Thanks to a conversation with another subscriber yesterday, I was doing some internet digging and found Willie's Popmart diaries. You can read all of them here: http://u2forums.com/topic/1114-willie-williams-diary-part-1-popmart/

But here are the entries from Mexico City for some preshow reading:

29.11.1997 Mexico City pre-show – Meetings, meetings.
Mexico City pre-show – Meetings, meetings. Preparations followed by a David Lynch style karaoke.

Mexico City. Slept late, then got up and headed in to see the venue. I’d seen photographs, so I had the general idea, but you never really know till you see it in the flesh. Its not ideal, but it’ll be OK. The place is extremely wide, and the stage is set back a long way from the grandstands, which makes for a lot of open space, which might look weird or just be a black hole on TV. Many meetings ensued, of course, and ended up having dinner in the crew hotel, before a nightcap in the hotel bar where there was an Mexican entertainment group, on a stage surrounded by illuminated reindeer, singing a Karaoke version of The Sound of Music, all done without a trace of irony. If you saw that in a David Lynch movie you’d say it was too far fetched...

30.11.1997 Mexico City pre-show – More meetings.
Mexico City pre-show – More meetings. More cameras, more lighting for more atmosphere.

Mexico City. Much of the day I spent with Allen Branton and Bruce Ramus, in further on-site discussions about how best to handle lighting the TV broadcast. Its an interesting process, in that the goals are somewhat different from doing a straight live show. When you watch a live show in a stadium, you can take in the whole show and feel what the event is about. When your only access point to the show is watching it on TV, its a different matter. Unless you make a point of showing the TV audience what’s going on and give them context, they’ll have no idea of what the big picture is - the show could be coming from anywhere. To achieve this goal we are adding about a dozen more cameras and a lot more lighting. Again, in a stadium if the staging or the building isn’t lit specifically, you still have a sense that its there - you can feel it. On TV if something doesn’t have a light pointed at it, you can’t see it. Much of the lighting is to make the audience visible to the TV cameras, so U2 appear to be playing to a heaving sold out stadium crowd, rather than in somebody’s basement. It takes a lot of effort and experience to make it work, but almost all of this team has worked together before on numerous occasions, so there’s a common direction and spirit to what we’re attempting. So far so good.

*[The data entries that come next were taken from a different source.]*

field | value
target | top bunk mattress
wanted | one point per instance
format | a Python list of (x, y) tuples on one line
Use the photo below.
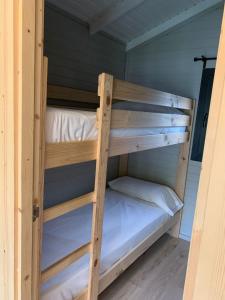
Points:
[(68, 125)]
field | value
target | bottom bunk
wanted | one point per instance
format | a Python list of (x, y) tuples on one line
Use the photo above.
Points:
[(131, 226)]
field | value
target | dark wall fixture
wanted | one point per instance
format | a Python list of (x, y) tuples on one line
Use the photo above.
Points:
[(203, 108)]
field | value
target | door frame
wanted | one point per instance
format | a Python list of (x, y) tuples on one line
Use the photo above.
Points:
[(206, 264), (20, 60)]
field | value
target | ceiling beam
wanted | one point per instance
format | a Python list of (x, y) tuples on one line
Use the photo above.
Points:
[(178, 19), (116, 9)]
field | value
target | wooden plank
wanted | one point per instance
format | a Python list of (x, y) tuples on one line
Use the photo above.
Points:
[(105, 92), (124, 90), (64, 262), (65, 207), (71, 94), (25, 34), (112, 12), (182, 170), (8, 130), (61, 154), (137, 119), (123, 165), (180, 18), (121, 265), (205, 273), (140, 143)]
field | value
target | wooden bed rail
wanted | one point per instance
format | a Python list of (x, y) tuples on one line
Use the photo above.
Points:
[(64, 262), (68, 206), (62, 154), (124, 90), (137, 119)]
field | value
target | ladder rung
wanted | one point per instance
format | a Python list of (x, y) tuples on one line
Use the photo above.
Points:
[(63, 208), (64, 262)]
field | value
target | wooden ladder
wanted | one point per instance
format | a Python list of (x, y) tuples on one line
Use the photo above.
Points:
[(104, 117), (97, 198)]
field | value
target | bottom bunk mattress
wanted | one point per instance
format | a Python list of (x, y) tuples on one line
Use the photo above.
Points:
[(127, 222)]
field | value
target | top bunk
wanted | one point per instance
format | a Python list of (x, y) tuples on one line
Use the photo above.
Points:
[(150, 119)]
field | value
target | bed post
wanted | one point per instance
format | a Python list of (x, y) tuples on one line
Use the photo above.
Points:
[(182, 169), (105, 92), (123, 165)]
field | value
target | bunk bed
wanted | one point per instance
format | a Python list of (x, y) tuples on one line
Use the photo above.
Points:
[(79, 210)]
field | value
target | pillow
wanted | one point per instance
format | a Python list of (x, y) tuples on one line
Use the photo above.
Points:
[(161, 195)]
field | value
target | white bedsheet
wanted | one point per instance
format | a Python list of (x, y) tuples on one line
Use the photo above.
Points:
[(67, 125), (127, 221)]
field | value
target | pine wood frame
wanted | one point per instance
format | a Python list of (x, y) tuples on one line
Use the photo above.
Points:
[(23, 150), (66, 153)]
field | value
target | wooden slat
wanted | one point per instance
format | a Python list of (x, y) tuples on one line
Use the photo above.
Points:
[(123, 164), (64, 262), (123, 90), (39, 161), (137, 119), (65, 207), (71, 94), (61, 154), (120, 146), (105, 93)]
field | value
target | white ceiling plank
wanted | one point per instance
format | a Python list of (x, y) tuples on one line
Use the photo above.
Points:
[(116, 9), (176, 20)]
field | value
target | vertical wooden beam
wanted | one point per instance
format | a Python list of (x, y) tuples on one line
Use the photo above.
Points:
[(123, 165), (105, 93), (41, 70), (206, 265), (17, 61), (182, 169), (39, 168), (8, 92)]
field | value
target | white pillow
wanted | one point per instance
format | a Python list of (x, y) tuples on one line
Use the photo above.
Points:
[(161, 195)]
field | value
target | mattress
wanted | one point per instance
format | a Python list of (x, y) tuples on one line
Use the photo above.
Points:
[(67, 125), (127, 222)]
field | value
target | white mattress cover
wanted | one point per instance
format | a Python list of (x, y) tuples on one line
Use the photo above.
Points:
[(127, 222), (67, 125)]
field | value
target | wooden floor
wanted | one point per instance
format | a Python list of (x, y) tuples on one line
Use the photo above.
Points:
[(157, 275)]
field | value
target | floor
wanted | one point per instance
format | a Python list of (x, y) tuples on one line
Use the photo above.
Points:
[(157, 275)]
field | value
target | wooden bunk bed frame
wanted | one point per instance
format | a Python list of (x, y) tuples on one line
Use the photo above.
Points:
[(61, 154)]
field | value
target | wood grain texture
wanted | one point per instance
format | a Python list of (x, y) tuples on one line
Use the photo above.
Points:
[(64, 262), (205, 275), (105, 93), (71, 94), (124, 90), (125, 145), (182, 171), (137, 119), (8, 170), (67, 206), (123, 165), (61, 154)]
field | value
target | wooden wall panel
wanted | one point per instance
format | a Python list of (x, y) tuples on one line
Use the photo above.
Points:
[(17, 121), (206, 268), (166, 63)]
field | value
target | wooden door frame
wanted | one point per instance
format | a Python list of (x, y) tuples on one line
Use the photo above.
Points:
[(204, 279), (19, 62)]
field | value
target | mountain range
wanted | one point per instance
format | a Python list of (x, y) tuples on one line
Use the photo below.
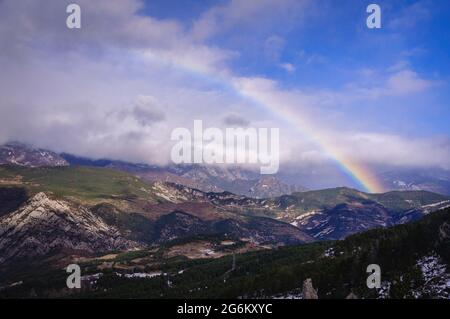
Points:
[(113, 218)]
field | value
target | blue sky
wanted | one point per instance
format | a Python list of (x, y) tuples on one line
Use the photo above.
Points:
[(331, 46), (138, 69)]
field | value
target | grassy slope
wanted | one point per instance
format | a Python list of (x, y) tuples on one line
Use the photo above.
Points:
[(82, 183), (268, 273)]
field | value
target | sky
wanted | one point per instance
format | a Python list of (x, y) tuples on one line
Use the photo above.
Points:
[(339, 92)]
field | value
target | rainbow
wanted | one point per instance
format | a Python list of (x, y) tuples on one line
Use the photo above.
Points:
[(359, 173)]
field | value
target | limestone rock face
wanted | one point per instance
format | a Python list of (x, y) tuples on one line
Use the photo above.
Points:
[(43, 225), (308, 290)]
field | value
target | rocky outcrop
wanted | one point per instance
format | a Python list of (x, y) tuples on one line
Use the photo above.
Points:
[(43, 225), (308, 290), (25, 155)]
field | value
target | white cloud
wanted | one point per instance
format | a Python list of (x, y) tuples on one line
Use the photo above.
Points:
[(288, 67)]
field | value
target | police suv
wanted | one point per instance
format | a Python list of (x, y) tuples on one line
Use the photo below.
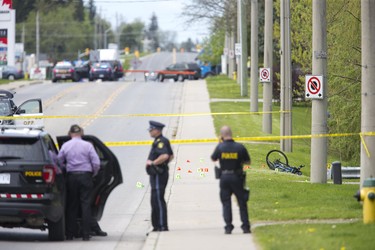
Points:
[(32, 185)]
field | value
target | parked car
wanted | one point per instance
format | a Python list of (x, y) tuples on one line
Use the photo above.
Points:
[(180, 72), (64, 71), (101, 70), (32, 186), (117, 67), (83, 71), (11, 72), (27, 108)]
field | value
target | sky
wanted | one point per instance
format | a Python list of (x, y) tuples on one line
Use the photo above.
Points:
[(168, 13)]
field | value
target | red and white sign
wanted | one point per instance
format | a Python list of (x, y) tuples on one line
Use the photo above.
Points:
[(265, 74), (314, 87)]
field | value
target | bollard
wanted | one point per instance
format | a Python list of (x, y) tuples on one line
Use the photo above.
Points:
[(336, 172)]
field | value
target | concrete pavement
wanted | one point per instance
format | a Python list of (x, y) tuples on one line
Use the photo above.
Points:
[(194, 208)]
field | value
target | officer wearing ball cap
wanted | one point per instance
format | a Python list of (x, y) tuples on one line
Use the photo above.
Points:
[(231, 156), (157, 167), (81, 162)]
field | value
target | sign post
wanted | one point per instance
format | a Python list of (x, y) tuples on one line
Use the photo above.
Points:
[(265, 75), (314, 87)]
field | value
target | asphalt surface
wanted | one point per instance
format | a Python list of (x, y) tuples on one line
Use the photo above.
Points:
[(194, 208)]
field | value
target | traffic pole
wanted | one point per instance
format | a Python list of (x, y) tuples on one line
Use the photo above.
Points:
[(285, 78), (254, 57), (368, 90), (242, 72), (268, 63), (319, 106)]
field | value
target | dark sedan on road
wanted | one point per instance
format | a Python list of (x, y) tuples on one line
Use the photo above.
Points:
[(63, 71), (180, 72)]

01.12.1997 Mexico City pre-show – Covering every angle.
Mexico City pre-show – Covering every angle. In Mexico City you need to watch the pollution levels. Oxygen can help. A long day wrestles the TV show logistics into submission, despite becoming locked in the stadium.

December already. Advent and all. Down here in Mexico City the rather lo-tech but utterly charming Christmas decorations are going up at a pace. On the way to the gig today I drove past a huge market packed with people, buying up fir trees, tinsel and assorted electric flashing objects. This is such a huge city. At 24 million inhabitants I think that makes it the most densely populated spot on the earth’s crust - it certainly feels like it. The pollution here is quite literally breath-taking, which combined with the extremely high altitude makes a man realise how much he takes oxygen for granted much of the time. In our hotel there’s a charming note which says \"we recommend you stay indoors when the pollution index level is too high. Please contact the concierge for todays pollution index reading.\" Amongst the street billboards advertising local and international products, there are ones advertising oxygen. A stylishly dressed model with flowing hair and that post-produced flawless dental smile has a demeanor of rapturous joy as she holds up her \"industrial chic\" plastic oxygen mask, connected to a rather scientific looking green cylinder. William Gibson where are you?

It was a long day at the gig. The band came in to sound check both for the live sound and the recorded sound going to the broadcast truck. They then rehearsed for a couple of hours to allow us to view all the new camera positions and re-light them accordingly. Our only major problem was that our colossal video screen proved to be way too bright for the new cameras. With a regular screen \"turning down the brightness\" would be simple enough, but this being the first of its kind it was a little tricky. By midnight most of the crew had left, leaving the lighting and video teams to work through the night, looking at the show cue by cue, re-lighting, balancing, changing, adapting, re-adapting. Its a slow process (though still done at lightning speed compared to shooting a movie) but fortunately we really have the \"A\" team here. All too often in these situations, when a tour has been up and running all year the arrival of the \"film crew\" can seem like an invasion. Making a show look good on TV is an entirely different discipline to making it great for the stadium viewer, so some compromises to the existing show are inevitable. Fortunately all the players involved here have been around the block so many times now that we all understand the common goal.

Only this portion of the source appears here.